= No Trams to Lime Street =

1959 British television play

No Trams to Lime Street is a 1959 British television play, written by the Welsh playwright Alun Owen for the Armchair Theatre anthology series. Produced by ABC Weekend TV for transmission on the ITV network, the play was broadcast on 18 October 1959. The original version no longer exists.

Set in the northern English city of Liverpool, where Owen had grown up from the age of eight, the play starred Alfred Lynch, Billie Whitelaw, Jack Hedley and Tom Bell. It was directed and produced by two Canadians—Ted Kotcheff and Sydney Newman respectively. Newman was at the time the Head of Drama at ABC. The storyline concerns three sailors on shore leave in Liverpool.
The play was a factor in Owen later being hired to write the script for The Beatles' first feature film, A Hard Day's Night (1964), as they had been impressed with his depiction of their home city in the production. For his work on that film, Owen was nominated for an Academy Award in 1965.

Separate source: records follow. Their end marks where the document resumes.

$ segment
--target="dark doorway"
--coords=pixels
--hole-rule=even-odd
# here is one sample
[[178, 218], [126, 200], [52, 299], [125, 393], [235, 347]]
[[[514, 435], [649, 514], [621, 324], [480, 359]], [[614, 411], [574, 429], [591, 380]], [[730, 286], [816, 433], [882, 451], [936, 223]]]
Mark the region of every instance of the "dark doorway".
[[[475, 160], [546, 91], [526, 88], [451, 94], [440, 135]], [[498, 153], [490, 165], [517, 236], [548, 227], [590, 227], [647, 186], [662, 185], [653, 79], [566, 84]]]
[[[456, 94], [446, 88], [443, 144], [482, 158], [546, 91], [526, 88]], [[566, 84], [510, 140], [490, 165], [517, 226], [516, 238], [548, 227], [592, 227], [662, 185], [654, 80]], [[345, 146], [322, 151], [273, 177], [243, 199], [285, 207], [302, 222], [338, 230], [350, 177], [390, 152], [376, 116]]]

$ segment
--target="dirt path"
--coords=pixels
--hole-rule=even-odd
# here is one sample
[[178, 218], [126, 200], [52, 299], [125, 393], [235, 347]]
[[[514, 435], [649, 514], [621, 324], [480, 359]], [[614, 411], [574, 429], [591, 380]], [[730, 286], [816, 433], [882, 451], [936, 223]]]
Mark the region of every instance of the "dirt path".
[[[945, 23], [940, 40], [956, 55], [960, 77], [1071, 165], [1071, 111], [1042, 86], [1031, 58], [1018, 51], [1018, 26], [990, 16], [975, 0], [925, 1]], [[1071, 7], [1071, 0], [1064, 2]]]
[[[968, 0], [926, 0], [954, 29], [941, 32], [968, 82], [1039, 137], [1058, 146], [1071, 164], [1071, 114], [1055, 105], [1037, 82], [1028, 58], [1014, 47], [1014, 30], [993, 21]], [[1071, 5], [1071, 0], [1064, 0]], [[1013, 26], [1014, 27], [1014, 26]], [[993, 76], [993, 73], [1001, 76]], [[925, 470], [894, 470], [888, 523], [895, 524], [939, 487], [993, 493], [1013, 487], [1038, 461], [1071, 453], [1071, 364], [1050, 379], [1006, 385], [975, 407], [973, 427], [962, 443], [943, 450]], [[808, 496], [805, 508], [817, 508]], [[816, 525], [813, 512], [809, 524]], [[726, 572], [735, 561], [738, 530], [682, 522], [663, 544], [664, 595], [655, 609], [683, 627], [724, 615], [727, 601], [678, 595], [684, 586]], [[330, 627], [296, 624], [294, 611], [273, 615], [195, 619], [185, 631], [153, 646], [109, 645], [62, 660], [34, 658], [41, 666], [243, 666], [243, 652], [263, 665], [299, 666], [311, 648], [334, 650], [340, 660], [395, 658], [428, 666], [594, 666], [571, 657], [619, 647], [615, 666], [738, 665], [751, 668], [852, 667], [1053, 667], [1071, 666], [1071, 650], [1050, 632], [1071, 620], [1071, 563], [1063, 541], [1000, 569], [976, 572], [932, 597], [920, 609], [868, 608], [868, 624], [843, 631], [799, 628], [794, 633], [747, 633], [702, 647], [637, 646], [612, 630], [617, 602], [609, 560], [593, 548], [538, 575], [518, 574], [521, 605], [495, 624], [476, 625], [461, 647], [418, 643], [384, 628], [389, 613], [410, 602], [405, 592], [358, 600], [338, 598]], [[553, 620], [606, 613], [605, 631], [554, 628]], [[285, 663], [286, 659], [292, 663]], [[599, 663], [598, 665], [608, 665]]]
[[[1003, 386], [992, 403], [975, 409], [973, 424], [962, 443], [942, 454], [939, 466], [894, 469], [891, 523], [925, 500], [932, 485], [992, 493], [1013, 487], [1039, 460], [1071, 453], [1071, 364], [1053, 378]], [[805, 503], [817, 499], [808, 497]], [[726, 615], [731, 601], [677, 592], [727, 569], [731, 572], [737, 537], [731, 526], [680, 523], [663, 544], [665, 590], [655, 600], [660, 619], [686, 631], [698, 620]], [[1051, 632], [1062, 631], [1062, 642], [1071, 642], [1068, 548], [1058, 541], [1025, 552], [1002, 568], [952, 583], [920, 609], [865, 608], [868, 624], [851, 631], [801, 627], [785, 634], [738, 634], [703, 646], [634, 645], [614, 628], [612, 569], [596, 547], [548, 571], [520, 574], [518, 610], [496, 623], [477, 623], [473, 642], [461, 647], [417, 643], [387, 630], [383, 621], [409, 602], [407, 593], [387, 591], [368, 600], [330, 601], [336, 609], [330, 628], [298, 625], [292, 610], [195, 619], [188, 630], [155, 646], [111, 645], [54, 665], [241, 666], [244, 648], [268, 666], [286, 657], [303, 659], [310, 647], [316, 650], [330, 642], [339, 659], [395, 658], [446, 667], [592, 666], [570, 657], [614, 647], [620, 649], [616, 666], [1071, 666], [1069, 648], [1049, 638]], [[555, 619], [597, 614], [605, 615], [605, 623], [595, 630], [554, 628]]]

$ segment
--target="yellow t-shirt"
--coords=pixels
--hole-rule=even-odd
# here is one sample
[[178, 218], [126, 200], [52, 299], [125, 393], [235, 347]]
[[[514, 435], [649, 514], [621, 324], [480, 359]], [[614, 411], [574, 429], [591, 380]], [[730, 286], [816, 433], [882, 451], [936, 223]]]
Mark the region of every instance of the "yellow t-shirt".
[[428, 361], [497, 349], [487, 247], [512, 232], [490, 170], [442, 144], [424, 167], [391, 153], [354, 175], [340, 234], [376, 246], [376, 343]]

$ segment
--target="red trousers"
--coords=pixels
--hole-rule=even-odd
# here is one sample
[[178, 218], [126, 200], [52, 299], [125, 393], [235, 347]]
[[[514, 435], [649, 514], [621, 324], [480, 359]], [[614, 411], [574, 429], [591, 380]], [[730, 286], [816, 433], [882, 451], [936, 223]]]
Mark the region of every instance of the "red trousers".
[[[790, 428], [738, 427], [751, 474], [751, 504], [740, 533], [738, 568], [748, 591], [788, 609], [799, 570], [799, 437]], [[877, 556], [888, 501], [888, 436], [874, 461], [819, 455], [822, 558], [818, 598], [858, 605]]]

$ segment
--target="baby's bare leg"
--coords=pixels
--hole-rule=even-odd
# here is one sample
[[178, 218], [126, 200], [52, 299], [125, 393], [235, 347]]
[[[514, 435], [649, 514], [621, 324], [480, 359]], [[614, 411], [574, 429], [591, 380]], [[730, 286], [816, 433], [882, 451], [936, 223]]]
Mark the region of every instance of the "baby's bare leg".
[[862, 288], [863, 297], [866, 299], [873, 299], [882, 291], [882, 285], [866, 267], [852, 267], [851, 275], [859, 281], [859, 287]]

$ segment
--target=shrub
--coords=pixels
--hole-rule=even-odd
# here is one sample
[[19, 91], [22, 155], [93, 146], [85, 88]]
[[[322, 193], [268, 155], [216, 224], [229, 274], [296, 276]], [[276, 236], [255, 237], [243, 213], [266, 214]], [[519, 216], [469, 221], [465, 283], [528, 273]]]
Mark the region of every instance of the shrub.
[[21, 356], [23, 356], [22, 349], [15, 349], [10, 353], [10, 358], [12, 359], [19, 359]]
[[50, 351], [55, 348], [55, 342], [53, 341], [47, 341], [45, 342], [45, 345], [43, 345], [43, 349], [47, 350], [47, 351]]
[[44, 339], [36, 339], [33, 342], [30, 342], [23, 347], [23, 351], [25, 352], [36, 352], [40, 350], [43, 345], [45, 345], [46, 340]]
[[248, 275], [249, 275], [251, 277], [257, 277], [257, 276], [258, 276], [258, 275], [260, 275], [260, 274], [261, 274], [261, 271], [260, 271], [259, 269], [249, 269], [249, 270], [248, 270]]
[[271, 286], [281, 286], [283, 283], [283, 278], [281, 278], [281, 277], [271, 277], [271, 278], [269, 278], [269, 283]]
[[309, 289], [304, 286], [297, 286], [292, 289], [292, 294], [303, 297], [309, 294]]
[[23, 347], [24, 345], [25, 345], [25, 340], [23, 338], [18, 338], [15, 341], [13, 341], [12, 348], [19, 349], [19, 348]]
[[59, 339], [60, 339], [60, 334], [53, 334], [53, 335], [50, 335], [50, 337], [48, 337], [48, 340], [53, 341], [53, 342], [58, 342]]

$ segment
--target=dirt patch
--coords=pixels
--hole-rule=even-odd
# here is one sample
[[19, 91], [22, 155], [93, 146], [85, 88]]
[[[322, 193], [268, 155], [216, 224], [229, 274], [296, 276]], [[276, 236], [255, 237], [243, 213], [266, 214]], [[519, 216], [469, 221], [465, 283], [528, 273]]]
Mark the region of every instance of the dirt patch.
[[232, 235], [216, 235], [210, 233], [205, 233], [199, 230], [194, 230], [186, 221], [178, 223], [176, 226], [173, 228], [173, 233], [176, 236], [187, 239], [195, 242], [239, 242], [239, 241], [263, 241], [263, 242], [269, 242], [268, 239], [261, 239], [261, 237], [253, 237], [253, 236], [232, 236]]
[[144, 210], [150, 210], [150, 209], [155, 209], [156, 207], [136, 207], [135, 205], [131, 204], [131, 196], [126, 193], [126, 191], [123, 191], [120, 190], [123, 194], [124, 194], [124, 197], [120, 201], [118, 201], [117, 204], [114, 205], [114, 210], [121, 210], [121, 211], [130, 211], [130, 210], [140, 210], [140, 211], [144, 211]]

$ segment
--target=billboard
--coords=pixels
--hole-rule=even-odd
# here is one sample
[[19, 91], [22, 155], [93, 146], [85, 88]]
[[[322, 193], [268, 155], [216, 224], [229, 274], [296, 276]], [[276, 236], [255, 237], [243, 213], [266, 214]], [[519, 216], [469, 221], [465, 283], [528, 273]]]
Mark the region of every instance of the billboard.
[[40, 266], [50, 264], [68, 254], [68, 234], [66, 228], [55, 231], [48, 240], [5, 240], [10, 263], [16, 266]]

In 1965, No Trams to Lime Street was remade by the BBC, as part of their Theatre 625 anthology strand, screened on the new BBC2 channel. It was presented as the middle episode in a trilogy of loosely connected Owen plays, broadcast on 21 March 1965, being preceded by Progress to the Park on 14 March and followed by A Little Winter Love on 28 March. The second version, which starred Mike Pratt, Tom Bell and Anthony Hall, is also lost.

The play was remade for television a second time, again by the BBC, in 1970, for the Wednesday Play strand. Transmitted on 18 March 1970, this time on BBC1 this version was directed by Piers Haggard starred Rosemary Nicols, Glyn Owen, Anthony May, Eilian Wyn and Paul Greenwood; and included songs and music by Marty Wilde and Ronnie Scott (not the famous jazz saxophonist and club owner). This version survives as a black and white telerecording, although it was made in colour.